Trump got more votes in 2020 than in 2016. But Biden got more votes than him

It was not mathematically impossible for Trump to get more votes in 2020 than in 2016 but lose in 2020. In fact, it is not even particularly confusing how this happened.

The population kept growing and kept getting more diverse, voter turnout spiked, third-party candidates earned a much lower share of the vote than they did in 2016 – and, critically, Biden improved on the Democrats’ 2016 vote total by even more than Trump improved on his own 2016 vote total.

Trump earned more than 74 million votes in 2020 versus about 63 million in 2016, an improvement of more than 11 million votes. But Biden earned more than 81 million votes in 2020 compared to fewer than 66 million votes for Clinton in 2016 – an improvement of more than 15 million.

The result of Biden’s performance was that he beat Trump 306-232 in the Electoral College.

The end. There is just no valid reason to declare that there is some sort of statistical mystery here, let alone a statistical impossibility.

And contrary to Gibbs’ claim, there is precedent, too.

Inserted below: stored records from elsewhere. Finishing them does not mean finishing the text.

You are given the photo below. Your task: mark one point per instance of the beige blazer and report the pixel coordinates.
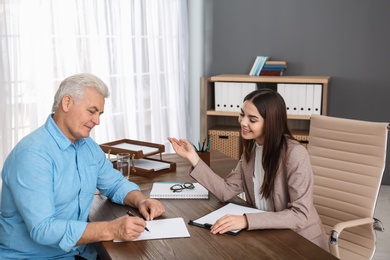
(291, 203)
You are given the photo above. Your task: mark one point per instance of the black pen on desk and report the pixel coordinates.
(132, 215)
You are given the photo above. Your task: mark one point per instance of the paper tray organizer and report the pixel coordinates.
(123, 145)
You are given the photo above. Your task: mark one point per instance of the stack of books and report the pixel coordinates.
(273, 68)
(265, 67)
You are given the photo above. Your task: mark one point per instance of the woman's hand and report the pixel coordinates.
(184, 149)
(228, 223)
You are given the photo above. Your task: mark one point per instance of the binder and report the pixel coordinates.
(301, 99)
(287, 94)
(280, 88)
(317, 99)
(218, 96)
(225, 96)
(246, 88)
(294, 99)
(251, 73)
(234, 103)
(309, 99)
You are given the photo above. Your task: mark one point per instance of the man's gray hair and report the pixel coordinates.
(76, 85)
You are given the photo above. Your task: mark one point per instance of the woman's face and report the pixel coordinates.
(252, 123)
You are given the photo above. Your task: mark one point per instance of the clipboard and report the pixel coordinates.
(209, 219)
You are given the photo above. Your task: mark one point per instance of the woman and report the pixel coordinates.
(274, 172)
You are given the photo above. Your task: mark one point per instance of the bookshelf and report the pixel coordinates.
(210, 118)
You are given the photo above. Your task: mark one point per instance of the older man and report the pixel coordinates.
(50, 178)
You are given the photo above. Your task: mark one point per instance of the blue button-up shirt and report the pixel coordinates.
(48, 187)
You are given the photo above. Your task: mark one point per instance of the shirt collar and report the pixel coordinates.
(62, 141)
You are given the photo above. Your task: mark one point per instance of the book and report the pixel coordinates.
(260, 65)
(276, 63)
(162, 190)
(209, 219)
(254, 66)
(271, 73)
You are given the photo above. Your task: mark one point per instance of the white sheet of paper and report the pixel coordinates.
(164, 228)
(135, 147)
(230, 208)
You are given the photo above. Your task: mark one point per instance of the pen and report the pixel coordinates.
(132, 215)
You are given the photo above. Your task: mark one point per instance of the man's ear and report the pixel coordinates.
(66, 103)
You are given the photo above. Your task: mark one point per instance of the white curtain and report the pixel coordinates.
(138, 47)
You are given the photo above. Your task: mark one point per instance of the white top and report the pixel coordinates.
(258, 178)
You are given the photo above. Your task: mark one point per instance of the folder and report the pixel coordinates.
(317, 99)
(225, 96)
(301, 99)
(294, 99)
(287, 94)
(234, 103)
(246, 88)
(218, 96)
(280, 88)
(309, 99)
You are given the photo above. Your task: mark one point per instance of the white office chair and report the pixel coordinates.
(348, 158)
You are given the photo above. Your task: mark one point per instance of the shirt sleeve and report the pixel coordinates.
(33, 194)
(112, 183)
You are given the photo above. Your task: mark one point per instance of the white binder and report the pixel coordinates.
(301, 99)
(218, 96)
(317, 99)
(309, 99)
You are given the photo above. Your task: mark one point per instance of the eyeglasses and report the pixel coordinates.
(180, 187)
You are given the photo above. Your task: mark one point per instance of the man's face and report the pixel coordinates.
(83, 115)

President Grover Cleveland lost the 1888 election despite earning more than 10% more votes than he did when he won in 1884; President Martin Van Buren lost the 1840 election despite earning more than 45% more votes than he did when he won in 1836; President John Quincy Adams lost the 1828 election despite earning more than 300% more votes than he did when he won in the messy 1824 election in which he was chosen as president by the House of Representatives.

All of this was a long time ago, under very different social and electoral circumstances. But it still disproves Gibbs’ statement that it was “certainly unprecedented in history” for Trump to lose with more votes than he earned four years prior.

In a statement Friday, Gibbs stood by his false claims and said he “could not be more honored” to be “attacked” by CNN. He went on to criticize CNN at length and denounce “the Fake News industry” for supposed bias in favor of Meijer.

UPDATE: This article was updated Friday to add a statement from the Gibbs campaign.